I just fixed a critical flaw that should never have been a flaw in the first place. Additional test units are required:

  • publish from a relative path outside the current directory tree
  • install via http
  • get a zip file, unzip the file, and verify contents

Catalogs and distribution by name

Currently installing biddle looks like

biddle install http://prettydiff.com/downloads/prettydiff/prettydiff_latest.zip

which is far more frustrating than the NPM and Homebrew way

npm install prettydiff

The frustration grows as the length of applications grows. The middle ground is to allow users to retain local application catalogs. Quite simply it can be something as simple as a JSON of name value pairs where the name is the application name and the value is its publication point.

This functionality is already present once an application is installed. The value add from this feature is to ease the burden of initial installation. Situations where this would be beneficial:

  • Trading catalogs between people online
  • Starting fresh on a new machine
  • Providing software list recommendations

copy is sporadically failing on both posix and windows

On posix copy test fails about 1 time out of 10. It seems the biddle code is correct as this is a shallow wrapper around a child process. I suspect, though not validated, the problem is something between an issued a posix command (as a child process) and a verification that follows to quickly after.

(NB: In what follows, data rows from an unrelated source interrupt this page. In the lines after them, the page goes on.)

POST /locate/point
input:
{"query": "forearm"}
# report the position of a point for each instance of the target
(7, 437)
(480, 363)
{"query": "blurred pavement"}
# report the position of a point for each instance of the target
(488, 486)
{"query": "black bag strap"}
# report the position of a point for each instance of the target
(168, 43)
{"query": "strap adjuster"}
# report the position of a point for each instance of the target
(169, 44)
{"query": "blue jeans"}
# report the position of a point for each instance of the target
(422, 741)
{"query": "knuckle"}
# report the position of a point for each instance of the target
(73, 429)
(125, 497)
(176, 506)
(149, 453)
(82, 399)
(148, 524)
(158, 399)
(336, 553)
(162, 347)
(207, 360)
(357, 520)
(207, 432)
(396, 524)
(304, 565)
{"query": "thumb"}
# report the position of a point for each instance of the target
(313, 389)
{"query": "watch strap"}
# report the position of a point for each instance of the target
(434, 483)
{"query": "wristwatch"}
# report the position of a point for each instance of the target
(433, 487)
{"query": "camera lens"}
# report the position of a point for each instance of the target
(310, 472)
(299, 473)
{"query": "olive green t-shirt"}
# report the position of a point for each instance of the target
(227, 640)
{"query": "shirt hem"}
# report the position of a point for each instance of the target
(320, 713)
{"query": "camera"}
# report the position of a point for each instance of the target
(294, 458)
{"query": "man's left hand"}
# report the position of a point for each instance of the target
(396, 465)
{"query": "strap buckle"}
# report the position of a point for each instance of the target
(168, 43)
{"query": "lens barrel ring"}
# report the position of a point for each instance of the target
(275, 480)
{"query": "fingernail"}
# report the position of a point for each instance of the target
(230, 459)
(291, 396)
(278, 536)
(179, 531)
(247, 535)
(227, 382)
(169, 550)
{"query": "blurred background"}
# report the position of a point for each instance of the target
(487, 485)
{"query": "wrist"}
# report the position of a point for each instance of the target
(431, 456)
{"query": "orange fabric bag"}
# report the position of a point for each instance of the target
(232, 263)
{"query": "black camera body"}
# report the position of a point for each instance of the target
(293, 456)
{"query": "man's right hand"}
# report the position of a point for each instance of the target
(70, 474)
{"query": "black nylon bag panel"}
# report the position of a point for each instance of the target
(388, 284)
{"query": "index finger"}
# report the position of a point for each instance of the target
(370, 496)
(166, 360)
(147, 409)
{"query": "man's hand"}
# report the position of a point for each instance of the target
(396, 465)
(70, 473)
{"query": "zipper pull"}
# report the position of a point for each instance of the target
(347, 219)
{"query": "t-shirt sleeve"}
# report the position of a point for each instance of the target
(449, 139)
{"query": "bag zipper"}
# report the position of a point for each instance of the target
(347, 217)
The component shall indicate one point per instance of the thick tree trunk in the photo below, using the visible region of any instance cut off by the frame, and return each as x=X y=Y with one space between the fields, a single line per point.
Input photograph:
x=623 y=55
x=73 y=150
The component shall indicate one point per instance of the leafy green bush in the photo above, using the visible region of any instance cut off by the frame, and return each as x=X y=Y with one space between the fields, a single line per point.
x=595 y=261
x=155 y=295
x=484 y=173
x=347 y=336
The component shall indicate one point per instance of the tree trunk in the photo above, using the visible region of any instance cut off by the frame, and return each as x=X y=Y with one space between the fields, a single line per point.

On windows this problem occurs more frequently and is typically experienced from the publish test when running biddle test.

Copy command for posix:

cp -R targetPath destinationPath

Copy command for Windows:

xcopy "targetPath" "desintationPath" /E /Q /G /H /Y /J /I

Download path is relative to CWD instead of project

With this defect if the project is located at /user/myProject and the project download location is /user/myProject/downloads. Biddle will correctly read the download location as a relative path, but incorrectly associate it relative to the current working directory. If your current directory is /applications/tools/awesometool and you attempted to run biddle publish ../../../user/myProject the files will write to /applications/tools/awesometool/downloads instead of /user/myProject/downloads.